Resetting a clock from Earth’s rocks

A refinement in a widely used technique for determining the age of ancient rocks

opens up the possibility that Earth may have formed a crust as many as 200 million

years earlier than geologists thought.

Scientists can estimate the age of rocks by measuring the proportions of certain

radioactive isotopes in them. Most of these isotopes have a half-life–the amount

of time it takes for half of the unstable element to decay–between 100,000 and 1

trillion years, says Erik E. Scherer, a geochemist at Münster University in

Germany.

One of the isotopes that scientists find most useful for dating some of the oldest

rocks is lutetium-176. That form of the rare earth element decays into hafnium-176

and has a half-life of about 37 billion years. The ratio of hafnium-177–a

nonradioactive form of that element–to hafnium-176 gives scientists a way to

estimate the age of minerals that contain these isotopes. Zircon crystals, which

researchers have used to date Earth’s crust, are an example, Scherer notes.

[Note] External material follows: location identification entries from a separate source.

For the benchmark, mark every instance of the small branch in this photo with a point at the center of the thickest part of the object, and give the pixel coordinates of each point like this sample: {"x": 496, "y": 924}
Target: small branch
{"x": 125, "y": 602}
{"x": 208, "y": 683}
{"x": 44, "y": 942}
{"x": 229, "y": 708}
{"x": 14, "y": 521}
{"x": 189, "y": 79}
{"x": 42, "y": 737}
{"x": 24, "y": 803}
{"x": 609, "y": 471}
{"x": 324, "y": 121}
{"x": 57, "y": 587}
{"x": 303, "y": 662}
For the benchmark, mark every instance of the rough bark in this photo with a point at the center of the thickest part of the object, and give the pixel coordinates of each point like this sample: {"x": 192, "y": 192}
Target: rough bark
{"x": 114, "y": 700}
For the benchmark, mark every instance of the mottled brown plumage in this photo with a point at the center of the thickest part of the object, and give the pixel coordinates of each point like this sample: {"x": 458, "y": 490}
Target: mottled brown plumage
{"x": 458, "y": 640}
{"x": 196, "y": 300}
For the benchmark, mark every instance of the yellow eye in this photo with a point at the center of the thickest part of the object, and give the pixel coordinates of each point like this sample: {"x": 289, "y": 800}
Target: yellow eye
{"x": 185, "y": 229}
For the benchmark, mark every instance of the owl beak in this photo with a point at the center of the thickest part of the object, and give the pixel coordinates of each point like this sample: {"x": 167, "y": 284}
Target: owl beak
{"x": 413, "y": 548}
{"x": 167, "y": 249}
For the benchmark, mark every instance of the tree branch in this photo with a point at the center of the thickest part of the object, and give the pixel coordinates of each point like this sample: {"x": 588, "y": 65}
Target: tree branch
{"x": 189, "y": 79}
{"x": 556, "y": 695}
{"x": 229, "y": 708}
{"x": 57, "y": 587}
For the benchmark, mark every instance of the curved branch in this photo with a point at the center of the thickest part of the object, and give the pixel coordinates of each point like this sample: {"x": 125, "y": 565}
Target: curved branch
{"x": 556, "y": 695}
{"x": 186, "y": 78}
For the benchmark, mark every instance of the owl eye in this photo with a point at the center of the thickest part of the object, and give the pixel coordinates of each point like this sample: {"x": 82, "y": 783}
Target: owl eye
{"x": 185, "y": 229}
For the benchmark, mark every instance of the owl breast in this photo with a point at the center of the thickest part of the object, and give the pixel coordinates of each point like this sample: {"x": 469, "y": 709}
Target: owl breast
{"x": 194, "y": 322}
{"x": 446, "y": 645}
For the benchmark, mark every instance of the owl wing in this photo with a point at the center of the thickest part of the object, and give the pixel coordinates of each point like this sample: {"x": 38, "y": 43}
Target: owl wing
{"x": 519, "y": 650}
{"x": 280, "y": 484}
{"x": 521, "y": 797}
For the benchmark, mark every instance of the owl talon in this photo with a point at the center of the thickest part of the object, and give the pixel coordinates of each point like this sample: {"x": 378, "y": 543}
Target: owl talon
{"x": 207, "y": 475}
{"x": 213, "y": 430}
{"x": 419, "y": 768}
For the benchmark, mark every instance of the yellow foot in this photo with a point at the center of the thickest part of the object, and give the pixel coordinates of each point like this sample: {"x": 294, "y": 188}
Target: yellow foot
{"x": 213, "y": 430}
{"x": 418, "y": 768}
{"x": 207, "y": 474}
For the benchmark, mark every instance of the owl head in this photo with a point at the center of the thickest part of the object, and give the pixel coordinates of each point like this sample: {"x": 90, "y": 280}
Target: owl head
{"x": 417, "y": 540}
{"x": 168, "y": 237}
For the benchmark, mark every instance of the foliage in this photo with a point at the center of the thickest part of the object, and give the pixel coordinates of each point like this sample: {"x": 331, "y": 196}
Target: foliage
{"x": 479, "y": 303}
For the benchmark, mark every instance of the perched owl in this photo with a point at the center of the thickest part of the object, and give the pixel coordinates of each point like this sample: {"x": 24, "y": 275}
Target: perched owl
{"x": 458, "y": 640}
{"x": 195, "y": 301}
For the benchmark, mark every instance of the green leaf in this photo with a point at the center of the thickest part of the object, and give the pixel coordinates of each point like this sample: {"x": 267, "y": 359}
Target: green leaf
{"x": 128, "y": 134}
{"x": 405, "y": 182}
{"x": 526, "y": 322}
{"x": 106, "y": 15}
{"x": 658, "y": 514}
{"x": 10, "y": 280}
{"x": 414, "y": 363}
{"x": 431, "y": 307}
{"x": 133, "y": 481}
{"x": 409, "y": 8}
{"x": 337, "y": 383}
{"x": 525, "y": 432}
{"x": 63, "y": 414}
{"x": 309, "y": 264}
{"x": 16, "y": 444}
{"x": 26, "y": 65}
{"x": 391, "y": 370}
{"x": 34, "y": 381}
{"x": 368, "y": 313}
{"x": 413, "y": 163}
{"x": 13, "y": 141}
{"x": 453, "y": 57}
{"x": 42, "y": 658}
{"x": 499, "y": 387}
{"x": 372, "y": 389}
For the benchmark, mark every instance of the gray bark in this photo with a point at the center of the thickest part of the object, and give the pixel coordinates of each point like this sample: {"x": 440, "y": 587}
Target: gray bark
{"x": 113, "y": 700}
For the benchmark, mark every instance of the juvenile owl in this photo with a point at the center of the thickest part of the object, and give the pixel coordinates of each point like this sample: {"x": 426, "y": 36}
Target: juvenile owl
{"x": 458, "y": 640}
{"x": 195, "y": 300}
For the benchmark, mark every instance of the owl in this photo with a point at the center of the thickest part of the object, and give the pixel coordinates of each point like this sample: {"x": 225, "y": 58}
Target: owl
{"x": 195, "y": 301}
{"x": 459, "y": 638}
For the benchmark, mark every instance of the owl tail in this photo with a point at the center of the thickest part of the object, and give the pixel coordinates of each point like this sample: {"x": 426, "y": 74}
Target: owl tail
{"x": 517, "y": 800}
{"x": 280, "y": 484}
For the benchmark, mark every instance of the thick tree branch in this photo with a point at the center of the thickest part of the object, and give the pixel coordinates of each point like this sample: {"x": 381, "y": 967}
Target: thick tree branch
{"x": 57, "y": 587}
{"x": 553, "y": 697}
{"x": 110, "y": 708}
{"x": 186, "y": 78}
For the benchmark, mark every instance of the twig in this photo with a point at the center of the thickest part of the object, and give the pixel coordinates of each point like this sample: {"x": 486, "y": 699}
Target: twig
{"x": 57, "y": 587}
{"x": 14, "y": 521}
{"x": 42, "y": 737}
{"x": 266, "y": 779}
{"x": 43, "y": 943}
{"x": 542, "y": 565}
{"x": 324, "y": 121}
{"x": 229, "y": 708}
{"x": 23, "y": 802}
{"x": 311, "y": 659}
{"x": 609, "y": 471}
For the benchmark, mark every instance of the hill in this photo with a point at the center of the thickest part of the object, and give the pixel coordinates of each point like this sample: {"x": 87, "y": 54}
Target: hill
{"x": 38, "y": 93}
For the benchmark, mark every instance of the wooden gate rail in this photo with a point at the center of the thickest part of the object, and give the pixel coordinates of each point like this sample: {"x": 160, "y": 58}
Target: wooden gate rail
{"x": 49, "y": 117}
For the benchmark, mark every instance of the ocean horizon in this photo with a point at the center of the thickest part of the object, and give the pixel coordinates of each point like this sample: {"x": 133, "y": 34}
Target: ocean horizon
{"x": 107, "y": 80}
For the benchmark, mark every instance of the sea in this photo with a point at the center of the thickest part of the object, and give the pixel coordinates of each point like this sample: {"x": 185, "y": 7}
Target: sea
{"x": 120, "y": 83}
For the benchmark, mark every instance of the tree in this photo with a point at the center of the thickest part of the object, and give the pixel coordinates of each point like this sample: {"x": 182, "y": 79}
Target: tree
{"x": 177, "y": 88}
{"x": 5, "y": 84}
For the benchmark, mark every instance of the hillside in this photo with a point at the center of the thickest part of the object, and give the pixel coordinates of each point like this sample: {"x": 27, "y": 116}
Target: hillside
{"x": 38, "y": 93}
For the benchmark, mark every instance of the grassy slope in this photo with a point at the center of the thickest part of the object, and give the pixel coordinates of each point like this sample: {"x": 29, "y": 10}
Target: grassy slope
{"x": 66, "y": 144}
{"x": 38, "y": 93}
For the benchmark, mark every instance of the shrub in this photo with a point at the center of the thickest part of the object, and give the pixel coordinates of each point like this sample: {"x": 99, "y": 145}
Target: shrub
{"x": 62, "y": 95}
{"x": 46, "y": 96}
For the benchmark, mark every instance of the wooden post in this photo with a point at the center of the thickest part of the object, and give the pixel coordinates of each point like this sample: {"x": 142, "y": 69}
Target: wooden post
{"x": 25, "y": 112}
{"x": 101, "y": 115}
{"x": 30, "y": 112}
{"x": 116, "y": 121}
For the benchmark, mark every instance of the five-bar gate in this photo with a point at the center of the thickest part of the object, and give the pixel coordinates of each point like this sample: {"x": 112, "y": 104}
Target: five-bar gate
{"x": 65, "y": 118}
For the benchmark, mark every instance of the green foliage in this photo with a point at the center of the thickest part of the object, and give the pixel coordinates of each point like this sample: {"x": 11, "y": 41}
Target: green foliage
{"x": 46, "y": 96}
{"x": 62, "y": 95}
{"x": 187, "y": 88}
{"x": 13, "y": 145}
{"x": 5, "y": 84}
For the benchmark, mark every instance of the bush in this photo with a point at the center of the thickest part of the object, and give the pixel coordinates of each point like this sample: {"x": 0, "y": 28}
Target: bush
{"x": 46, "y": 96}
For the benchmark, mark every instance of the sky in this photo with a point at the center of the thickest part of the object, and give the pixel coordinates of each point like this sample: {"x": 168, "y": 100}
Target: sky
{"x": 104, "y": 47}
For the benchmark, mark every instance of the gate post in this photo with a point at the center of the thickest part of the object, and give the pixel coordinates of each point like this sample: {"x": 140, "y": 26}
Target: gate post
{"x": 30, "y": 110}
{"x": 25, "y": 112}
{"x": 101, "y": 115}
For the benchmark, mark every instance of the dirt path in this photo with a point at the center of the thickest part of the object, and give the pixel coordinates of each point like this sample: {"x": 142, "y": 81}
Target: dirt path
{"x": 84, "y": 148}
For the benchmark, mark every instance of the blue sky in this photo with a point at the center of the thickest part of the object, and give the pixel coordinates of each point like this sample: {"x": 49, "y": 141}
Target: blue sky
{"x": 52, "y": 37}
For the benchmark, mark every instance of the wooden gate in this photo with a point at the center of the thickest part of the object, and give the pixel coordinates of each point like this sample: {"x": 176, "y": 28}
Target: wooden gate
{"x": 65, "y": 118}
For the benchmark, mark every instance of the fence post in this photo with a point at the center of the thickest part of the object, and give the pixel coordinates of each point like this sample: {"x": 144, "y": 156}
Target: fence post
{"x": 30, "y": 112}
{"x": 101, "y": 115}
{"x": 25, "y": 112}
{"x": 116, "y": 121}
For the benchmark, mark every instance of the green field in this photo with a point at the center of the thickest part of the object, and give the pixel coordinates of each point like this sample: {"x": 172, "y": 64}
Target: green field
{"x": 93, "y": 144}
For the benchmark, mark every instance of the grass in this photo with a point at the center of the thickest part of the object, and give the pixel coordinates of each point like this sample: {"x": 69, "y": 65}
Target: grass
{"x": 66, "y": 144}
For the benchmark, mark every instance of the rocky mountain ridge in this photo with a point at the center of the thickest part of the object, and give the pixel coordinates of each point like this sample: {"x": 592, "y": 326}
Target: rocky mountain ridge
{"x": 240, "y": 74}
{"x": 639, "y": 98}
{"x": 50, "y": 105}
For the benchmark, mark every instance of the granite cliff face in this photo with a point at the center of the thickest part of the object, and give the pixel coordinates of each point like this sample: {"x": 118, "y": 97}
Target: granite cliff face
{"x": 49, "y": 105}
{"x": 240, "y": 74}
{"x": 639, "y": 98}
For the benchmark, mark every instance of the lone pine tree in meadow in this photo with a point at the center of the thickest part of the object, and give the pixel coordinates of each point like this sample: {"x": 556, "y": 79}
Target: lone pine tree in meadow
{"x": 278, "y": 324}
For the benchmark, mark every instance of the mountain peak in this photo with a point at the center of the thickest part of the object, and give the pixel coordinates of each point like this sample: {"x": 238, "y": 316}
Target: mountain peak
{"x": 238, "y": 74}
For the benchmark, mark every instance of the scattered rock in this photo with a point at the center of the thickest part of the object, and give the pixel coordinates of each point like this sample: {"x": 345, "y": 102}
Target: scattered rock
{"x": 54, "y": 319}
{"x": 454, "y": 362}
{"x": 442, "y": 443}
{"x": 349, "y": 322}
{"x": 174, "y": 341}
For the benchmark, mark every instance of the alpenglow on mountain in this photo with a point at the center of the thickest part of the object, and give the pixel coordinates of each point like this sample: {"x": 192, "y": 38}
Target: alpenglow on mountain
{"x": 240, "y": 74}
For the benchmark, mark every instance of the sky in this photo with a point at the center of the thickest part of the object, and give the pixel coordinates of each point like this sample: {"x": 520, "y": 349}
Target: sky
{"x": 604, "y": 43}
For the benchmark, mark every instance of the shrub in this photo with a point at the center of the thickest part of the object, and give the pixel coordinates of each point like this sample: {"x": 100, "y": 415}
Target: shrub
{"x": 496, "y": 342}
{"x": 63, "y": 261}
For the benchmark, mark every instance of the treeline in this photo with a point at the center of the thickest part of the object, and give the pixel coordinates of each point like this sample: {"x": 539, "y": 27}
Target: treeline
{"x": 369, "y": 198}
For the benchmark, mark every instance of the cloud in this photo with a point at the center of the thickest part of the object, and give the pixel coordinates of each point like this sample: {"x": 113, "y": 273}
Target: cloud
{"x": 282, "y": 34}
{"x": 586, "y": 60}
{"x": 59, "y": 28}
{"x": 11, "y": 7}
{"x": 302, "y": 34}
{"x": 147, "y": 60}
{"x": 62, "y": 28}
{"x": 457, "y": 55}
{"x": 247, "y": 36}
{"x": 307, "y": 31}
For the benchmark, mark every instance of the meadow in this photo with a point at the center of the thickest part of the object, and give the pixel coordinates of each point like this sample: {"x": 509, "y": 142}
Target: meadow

Since the early 1980s, scientists had thought that about 194 out of 10 trillion

lutetium-176 atoms decay each year. Better measurements have now reduced the

annual rate of decay to about 186 atoms out of 10 trillion. That means that rocks

scientists have dated using this technique are actually about 4 percent older than

previously thought.

The oldest known zircon crystals have a ratio of hafnium-177 to hafnium-176 that’s

lower than the planet’s overall average, Scherer says. Using the previous decay

rate for lutetium-176, researchers estimated those rocks to be 4.1 billion years

old. If scientists use the updated rate, that age goes up to 4.3 billion years.

In a commentary accompanying the report in the July 27 Science, Jan Kramers, a

geophysicist at Bern University in Switzerland, says that this refinement could

help fill in details of the era before Earth’s crust first solidified.